A £1.6m large-scale sea water-source heat pump scheme is to be built on Shetland.
The new facility in Lerwick will allow 225 more homes to join the existing network on the island.
It will be able to extract heat from the water, even on the coldest days, providing a ready supply of low-carbon heat.
The Scottish Government confirmed on Wednesday that it had approved a total of £1.75m funding for innovative heating projects in Scotland.
It is being split between three water-source heat pumps with schemes in Clydebank and Glasgow receiving £75,000 each and the Shetland project being awarded £1.6m.
The Queens Quay Development, which is on the site of the former John Brown Shipyard, will use the money to develop an investment prospectus for a district heating network using a water source heat pump in the River Clyde basin.
Glasgow University's Western Campus has been awarded £75,000 to develop a proposal for a water-source heat pump in the River Kelvin, which it is hoped will service new buildings planned for the site of the former Western Infirmary hospital.
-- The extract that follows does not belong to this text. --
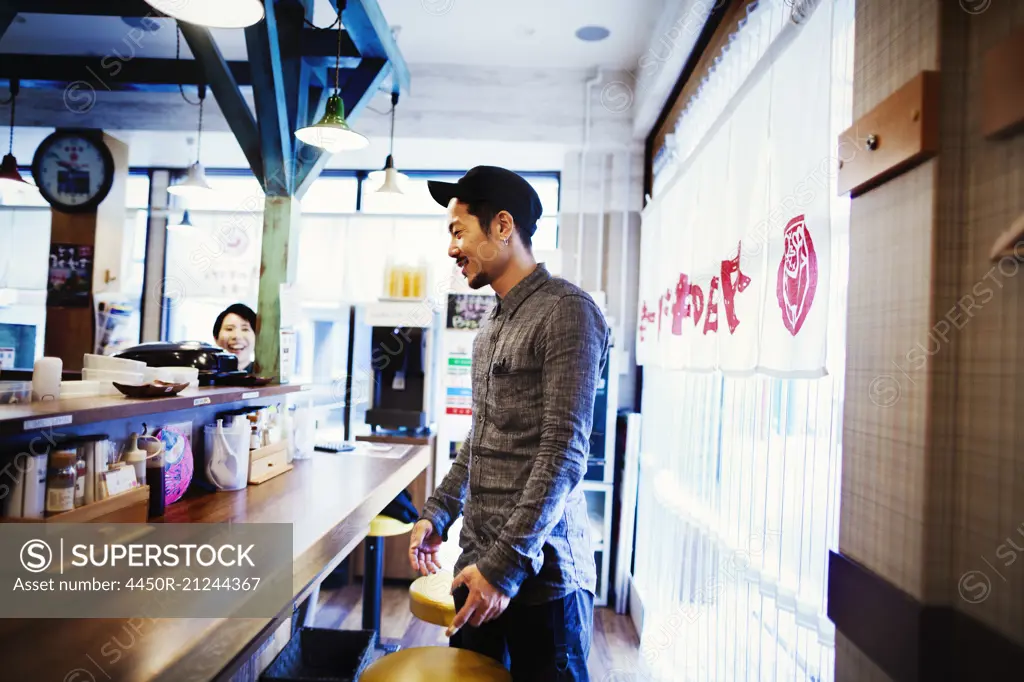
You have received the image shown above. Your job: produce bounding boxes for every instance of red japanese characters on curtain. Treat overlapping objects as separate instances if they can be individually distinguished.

Energy minister Fergus Ewing made the funding announcements at the Scottish Renewables annual conference in Edinburgh on Wednesday.
He said: "Supporting the development of district heating and wider low carbon technologies will help maximise the economic opportunities from Scotland’s low carbon sector.
"Heat is estimated to account for over half of Scotland’s total energy use and is responsible for nearly half of Scotland’s greenhouse gas emissions, so the imperative to take action is very clear.
"Continued growth in the number of homes and businesses benefiting from connecting to low carbon, affordable warmth provided by district heating networks helps the Scottish Government towards realising our ambition to increase the number of connections to district heating networks by 2020."
The Shetland project is supported by the District Heating Loan Fund, which has awarded funding to district heating projects across Scotland to help cut energy bills and reduce greenhouse gas emissions.
Since the fund was launched in 2011, a total of £10.25m has been awarded to 41 schemes.
Responding to the funding announcement, Fabrice Leveque, climate and energy policy officer at WWF Scotland, said: "We welcome this funding which will grow district heating across the country helping cut energy bills, reduce damaging carbon emissions whilst using innovative Scottish technology.
"However, with over half of our energy use coming from heating our homes we need a more rapid uptake of renewable heat options."